We also talk often about the impediments to kid-friendly places across North America, and how we might fix all that.
Century Material
“The families of C.W.N. Kennedy, F.C.N. Kennedy, Charles Vokcs, Dr. Webster and George Elliott … were visitors at Victoria Beach years before there was a train service, when they came out by boat from Selkirk and encountered many a storm and ran into many dangers before they reached the shore of the beach. … They brought all their provisions for the boat only ran once a week and there were no stores in the district.”
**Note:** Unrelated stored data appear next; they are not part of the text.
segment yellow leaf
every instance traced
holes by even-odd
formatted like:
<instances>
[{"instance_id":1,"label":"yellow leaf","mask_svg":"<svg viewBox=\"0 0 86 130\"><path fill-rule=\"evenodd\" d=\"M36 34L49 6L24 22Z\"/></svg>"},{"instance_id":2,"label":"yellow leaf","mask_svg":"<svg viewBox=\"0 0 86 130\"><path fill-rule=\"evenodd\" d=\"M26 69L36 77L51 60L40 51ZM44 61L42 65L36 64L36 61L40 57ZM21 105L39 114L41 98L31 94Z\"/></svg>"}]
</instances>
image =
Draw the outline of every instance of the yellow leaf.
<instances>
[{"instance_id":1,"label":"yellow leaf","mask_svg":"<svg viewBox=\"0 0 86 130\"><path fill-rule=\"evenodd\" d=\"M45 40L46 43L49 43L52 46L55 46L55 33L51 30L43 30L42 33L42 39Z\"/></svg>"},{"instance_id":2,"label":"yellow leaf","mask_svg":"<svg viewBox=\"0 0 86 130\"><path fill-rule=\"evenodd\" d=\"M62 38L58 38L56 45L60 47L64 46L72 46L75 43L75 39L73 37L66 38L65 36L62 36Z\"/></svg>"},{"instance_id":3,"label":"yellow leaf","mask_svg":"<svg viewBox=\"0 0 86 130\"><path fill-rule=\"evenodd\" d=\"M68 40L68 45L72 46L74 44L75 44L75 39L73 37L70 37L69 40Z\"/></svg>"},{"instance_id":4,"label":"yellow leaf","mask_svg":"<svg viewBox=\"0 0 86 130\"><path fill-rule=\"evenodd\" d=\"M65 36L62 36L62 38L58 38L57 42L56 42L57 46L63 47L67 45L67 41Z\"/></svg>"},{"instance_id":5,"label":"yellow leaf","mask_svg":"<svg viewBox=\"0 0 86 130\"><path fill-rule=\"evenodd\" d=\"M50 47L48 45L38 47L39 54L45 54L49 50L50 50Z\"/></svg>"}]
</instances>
~ Victoria Beach News, August 1927
The cottage that we’re fortunate enough to be the stewards of this month was one of the first to be constructed in Victoria Beach, with the family significantly contributing to the community for three generations now. I’ve blogged before about the importance of building for a century or more, and this place certainly does that.
Living in Season
We often talk about living in season, and I used my own porches in the city as examples in Porch-tastic. However, the woods gives the city a lesson or two in how it’s done!
Services and Amalgamation
“The walks from the cottage to the links are among the chief joys of a day’s play; and here, as in every other part of the beach, there are no autos to interrupt a ramble through leafy bowers.”
~ Victoria Beach News, June 1931
I’m not prepared to get into the subject of the proposed amalgamation of the rural municipalities in Manitoba, in order to share services and reduce cost. Only to say that the locals are significantly concerned that the services that Victoria Beach has worked so hard to nurture for the last 100 years — along with the unusually high rural densities of a summer population up to approximately 9,000 (per local police, although Wikipedia says 16,000) — will be put at risk if shared with other far-flung communities.
Satisfying local amenities include a community centre, bakery, restaurant, general store, local weekly newspaper, tennis courts, golf course, library, marina, and a community church — all in a car-free environment. Services include fire, police, water, garbage collection, and recycling. Sargent Raven, below, says that they haven’t been able to locate another car-free community quite like this one on North America. However, an amalgamation would take police counts in the summer from six in Victoria Beach proper to two in the region.
Sandcastles and Sunsets
“Children’s sports will be run off in the morning, commencing at 10.30 o’clock, on the sands of Patricia Beach, and there will be prizes for castle-building with the sand, and for those having the best coat of tan. Free ice cream cones will be given out at the close.”
~ Victoria Beach News, July 1931
No blog about a beach community is complete without a few sandcastles and sunsets. All about dreaming up how to protect and nurture great places, while allowing the new ones to draw from the lofty lessons of the past.
All the images above from Patricia Beach, at the Rural Municipality of Victoria Beach.